Tarih bize, teknolojiye dayanan milletlerin nasıl yükseldiğini sürekli hatırlatmaktadır. Türkler Metehan’dan beri askerî teknolojilerde daima en ileri milletlerden biriydi. Özellikle Osmanlı Türkleri, kuruluş ve yükseliş devirlerinde, devrin en ileri askerî teknolojilerine sahiptiler.
Fatih Sultan Mehmed Han’ın elindeki top gücü, o zaman için dünyanın en ileri ateş gücüydü. Top çağından öncesinde de Türk okları dünyanın en kaliteli, en uzun menzilli ve en pratik savaş aletleriydi. Lakin zaman içinde yozlaşma ve entrika yüzünden teknolojiler geri plana atıldı. İmparatorluğun son dönemlerinde devletin içerisindeki menfaatçi entrikacıların ülkeye verdiği zararlar yetmezmiş gibi bir de dış devletlerin sürekli tahrik ettiği etnik problemler baş gösterdi.
Türk imparatorluğu, bünyesinde çok fazla sayıda etnik unsuru barındırıyordu ve bu azınlıklar uzun yıllar boyu Türklerin adaleti altında özgürce yaşadılar. Bu konuya özellikle dikkat çekmek gerekir. Orta Doğu gibi bir coğrafyanın yüzyıllar boyunca savaşsız ve huzur içinde yaşadığına, tarih çok az tanıklık etmiştir. Batılı tarihçiler bu döneme “Pax-Ottomana” yani “Osmanlı Barışı” dönemi adını verirler.
Sayısız dinden ve ırktan insan bir arada birbirine karışmadan kendi özünü koruyarak huzur içinde yaşamını sürdürürken imparatorluğun zayıf düşmesi ile birlikte bu azınlıklar teker teker isyan etmeye başladılar. Sadece isyan çıkarmakla kalmıyorlardı, aynı zamanda devletin iç kademelerinde de örgütleniyorlar ve devleti içeriden yıkmaya çalışıyorlardı.

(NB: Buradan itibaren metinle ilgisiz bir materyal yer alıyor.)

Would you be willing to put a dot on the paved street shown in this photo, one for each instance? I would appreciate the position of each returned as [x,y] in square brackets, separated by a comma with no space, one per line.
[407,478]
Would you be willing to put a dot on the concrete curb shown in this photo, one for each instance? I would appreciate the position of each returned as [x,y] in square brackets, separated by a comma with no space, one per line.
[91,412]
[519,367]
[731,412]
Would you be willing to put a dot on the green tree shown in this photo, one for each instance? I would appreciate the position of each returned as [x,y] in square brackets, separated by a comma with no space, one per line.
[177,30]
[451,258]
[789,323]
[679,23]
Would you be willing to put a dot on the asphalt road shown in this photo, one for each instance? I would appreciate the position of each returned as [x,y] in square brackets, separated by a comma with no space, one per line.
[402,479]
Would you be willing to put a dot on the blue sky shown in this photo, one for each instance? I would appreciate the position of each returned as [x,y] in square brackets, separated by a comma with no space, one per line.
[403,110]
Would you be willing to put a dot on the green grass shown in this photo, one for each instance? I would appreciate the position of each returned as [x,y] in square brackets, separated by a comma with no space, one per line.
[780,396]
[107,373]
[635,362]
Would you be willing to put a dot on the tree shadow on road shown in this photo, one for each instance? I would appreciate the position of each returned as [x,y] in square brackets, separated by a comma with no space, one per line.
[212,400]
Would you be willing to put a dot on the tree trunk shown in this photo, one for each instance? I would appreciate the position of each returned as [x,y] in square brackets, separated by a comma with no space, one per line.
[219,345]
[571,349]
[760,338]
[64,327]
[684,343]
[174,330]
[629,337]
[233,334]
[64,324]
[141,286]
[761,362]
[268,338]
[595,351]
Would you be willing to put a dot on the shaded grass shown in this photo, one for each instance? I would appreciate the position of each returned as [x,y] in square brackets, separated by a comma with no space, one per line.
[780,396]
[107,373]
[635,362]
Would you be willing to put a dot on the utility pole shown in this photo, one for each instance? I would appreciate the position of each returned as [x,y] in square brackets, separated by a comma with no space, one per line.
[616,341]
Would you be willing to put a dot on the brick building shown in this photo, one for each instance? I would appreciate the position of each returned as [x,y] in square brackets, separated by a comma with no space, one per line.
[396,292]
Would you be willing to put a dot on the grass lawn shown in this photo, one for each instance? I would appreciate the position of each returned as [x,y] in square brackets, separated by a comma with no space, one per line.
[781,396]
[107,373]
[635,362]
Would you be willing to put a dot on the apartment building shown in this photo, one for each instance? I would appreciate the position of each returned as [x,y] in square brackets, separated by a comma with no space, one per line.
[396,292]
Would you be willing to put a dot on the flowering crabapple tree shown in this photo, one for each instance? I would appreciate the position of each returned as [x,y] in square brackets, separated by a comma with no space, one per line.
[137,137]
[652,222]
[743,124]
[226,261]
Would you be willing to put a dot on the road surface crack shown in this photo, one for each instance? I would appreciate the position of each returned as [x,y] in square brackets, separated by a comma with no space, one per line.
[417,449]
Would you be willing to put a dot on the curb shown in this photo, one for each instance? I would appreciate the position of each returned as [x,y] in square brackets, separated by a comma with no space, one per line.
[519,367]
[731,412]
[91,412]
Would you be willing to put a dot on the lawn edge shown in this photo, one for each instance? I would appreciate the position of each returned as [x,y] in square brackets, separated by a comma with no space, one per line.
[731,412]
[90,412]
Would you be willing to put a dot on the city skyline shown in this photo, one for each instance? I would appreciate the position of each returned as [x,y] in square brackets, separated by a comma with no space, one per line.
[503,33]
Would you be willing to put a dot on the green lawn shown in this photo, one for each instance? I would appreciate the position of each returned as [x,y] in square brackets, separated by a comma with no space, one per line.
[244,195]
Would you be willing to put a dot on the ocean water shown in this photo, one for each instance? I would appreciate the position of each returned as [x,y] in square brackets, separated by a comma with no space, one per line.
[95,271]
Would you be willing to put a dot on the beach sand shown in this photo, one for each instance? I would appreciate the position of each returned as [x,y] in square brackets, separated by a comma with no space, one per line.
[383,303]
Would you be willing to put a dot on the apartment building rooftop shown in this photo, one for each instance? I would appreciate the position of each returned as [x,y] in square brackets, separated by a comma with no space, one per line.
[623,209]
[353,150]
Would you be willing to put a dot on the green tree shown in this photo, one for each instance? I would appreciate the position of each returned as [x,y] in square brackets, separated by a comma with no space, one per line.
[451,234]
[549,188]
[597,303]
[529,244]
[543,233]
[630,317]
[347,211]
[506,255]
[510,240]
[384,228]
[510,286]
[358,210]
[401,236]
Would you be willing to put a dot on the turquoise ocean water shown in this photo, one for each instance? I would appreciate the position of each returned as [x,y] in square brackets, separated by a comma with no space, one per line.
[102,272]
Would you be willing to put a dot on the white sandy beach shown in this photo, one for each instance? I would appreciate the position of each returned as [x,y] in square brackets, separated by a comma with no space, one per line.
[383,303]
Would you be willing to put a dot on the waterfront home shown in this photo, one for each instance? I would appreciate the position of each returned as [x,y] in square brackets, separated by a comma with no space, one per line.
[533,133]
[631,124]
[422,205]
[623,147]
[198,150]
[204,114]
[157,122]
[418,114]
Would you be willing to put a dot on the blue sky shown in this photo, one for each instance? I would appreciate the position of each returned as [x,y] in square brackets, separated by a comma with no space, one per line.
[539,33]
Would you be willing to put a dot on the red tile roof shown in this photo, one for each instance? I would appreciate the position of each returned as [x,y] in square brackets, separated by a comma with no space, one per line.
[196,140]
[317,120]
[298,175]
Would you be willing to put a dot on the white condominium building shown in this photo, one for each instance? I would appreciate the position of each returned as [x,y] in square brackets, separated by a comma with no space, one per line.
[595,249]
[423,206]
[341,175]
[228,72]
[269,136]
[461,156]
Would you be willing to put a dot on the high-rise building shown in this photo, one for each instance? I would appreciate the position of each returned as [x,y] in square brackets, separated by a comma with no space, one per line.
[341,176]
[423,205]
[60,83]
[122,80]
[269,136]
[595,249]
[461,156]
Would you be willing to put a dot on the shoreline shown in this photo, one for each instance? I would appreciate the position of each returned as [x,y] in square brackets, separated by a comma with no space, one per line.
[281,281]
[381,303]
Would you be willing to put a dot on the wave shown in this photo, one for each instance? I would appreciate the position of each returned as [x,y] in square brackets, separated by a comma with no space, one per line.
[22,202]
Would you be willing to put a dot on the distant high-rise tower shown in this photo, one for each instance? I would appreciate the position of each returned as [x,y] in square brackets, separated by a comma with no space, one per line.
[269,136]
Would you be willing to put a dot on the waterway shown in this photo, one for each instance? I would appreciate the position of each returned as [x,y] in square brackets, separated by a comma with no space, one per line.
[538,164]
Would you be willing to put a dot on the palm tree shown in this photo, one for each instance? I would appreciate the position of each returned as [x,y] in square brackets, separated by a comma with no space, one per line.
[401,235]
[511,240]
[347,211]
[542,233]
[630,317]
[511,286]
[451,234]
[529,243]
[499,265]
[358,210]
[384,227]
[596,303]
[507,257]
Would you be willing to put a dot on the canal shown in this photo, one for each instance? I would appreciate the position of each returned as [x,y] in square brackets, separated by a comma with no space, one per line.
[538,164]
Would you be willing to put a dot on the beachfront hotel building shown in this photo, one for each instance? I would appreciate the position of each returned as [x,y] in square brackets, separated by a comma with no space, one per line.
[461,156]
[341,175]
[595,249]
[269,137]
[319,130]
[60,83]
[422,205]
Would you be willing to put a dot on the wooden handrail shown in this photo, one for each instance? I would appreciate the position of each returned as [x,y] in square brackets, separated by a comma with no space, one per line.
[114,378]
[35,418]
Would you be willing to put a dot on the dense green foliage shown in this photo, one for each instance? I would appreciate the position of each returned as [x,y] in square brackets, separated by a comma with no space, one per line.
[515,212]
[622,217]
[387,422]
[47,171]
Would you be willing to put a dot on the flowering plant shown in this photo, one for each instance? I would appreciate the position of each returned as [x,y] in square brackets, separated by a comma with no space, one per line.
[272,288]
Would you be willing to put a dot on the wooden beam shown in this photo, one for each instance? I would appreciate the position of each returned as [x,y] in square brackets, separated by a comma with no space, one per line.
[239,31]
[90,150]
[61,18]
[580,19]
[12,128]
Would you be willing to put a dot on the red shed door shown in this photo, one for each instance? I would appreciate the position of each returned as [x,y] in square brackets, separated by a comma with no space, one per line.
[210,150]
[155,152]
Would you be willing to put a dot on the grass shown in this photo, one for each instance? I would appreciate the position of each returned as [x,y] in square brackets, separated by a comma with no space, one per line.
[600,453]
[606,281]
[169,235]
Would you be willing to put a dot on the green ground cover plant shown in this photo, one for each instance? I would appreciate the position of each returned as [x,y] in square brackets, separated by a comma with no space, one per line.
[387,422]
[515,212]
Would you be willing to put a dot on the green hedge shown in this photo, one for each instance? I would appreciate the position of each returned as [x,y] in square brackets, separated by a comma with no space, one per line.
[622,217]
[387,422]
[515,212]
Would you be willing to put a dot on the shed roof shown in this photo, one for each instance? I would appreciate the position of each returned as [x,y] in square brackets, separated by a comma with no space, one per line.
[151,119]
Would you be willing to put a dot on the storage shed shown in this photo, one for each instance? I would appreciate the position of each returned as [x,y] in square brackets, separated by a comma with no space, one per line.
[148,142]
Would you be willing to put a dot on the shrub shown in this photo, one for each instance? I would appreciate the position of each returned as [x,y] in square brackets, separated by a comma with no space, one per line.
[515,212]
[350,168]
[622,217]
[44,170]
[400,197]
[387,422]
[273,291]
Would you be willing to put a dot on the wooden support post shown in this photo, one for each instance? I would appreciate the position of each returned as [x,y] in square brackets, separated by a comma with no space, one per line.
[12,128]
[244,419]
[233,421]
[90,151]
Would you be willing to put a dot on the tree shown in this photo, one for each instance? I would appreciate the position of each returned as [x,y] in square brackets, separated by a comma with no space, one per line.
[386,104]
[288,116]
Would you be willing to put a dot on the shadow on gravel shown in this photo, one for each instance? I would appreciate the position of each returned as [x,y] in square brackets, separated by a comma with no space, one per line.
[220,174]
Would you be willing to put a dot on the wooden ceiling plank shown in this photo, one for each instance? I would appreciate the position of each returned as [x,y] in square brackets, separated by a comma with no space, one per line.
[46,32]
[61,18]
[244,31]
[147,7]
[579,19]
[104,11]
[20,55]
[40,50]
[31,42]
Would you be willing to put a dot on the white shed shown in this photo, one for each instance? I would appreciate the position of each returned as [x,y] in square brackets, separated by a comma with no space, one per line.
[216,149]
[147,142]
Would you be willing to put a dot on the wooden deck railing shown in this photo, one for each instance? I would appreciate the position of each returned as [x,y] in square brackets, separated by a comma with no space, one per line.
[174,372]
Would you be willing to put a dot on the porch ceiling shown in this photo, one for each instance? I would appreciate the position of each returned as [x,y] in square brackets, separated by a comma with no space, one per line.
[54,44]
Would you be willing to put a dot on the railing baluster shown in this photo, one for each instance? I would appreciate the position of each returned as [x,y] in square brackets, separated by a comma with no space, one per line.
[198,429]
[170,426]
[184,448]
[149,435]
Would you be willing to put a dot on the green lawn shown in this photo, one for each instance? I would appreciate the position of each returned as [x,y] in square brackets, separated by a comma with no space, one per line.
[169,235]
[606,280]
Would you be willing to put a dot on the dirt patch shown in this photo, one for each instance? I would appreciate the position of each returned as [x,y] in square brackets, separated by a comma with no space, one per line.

Bu etnik ihanetleri başlarda daha çok Türk ve Müslüman olmayan Hristiyan azınlıklar yaptıysa da zaman içerisinde hem balkanlarda hem de Orta Doğu’da diğer Müslüman azınlıklar da imparatorluğun aleyhine icraatlar yapmaya başladılar. Devletin içerisine girebilmeyi başarmış azınlıklar devleti içeriden vuruyor, devletin içine giremeyenler ise çeşitli yerlerde çeşitli problemler çıkarıyorlardı.
Bazı padişahlar her ne kadar bunlara karşı tedbir almaya çalıştıysa da yangın o kadar büyüktü ki söndürmek mümkün olmuyordu. Koskoca devlet parça parça olmuş bir kumaş gibiydi. Bir yer yama yapılırken başka bir yer sökülüyordu. Bir yangın dindirilirken bir başka yerde alevler yükseliyordu. Üstelik bu azınlıklar dış ülkelerden sürekli olarak destek gördüler ve gittikçe daha fazla can yakmaya başladılar. İmparatorluğun toprakları yavaş yavaş elden çıkmaya başladı.
Bu çöküş sürecinde bazı devlet insanları ve düşünürler, imparatorluğun çöküşten kurtulması için çeşitli fikirler ortaya attılar.
Örneğin bir grup, imparatorluğun içerisinde yaşayan azınlıklara daha fazla hak ve özgürlük verildiği zaman bu ihanetlerin ve isyanların önüne geçilebileceğini düşünüyordu. “Osmanlı Vatandaşı” fikri buradan doğmuştur.
Osmanlı İmparatorluğu sınırları içerisinde yaşayan bütün insanları her açıdan eşit kabul eden yasalar, imparatorluğun çöküş döneminde “yenilik” adı altında sıkça uygulamaya konmuştur. Lakin bunlar azınlıkları dindireceği yerde daha da azdırmıştır. Sürekli daha fazla hak isteyen, sürekli daha fazla taviz ve imkân isteyen azınlıklar, imparatorluğu tahtakurusu gibi içten içe yemeğe başladılar.
Hâl böyle olunca bir başka grup düşünür, Osmanlı vatandaşı fikrinin işe yaramadığını, bunun yerine İslamcılığın uygulamaya konması gerektiğini savundular. Evet, gerçekten de din bağı ve din kardeşliği duygusu, vatandaşlık bağından daha sağlam görünmektedir.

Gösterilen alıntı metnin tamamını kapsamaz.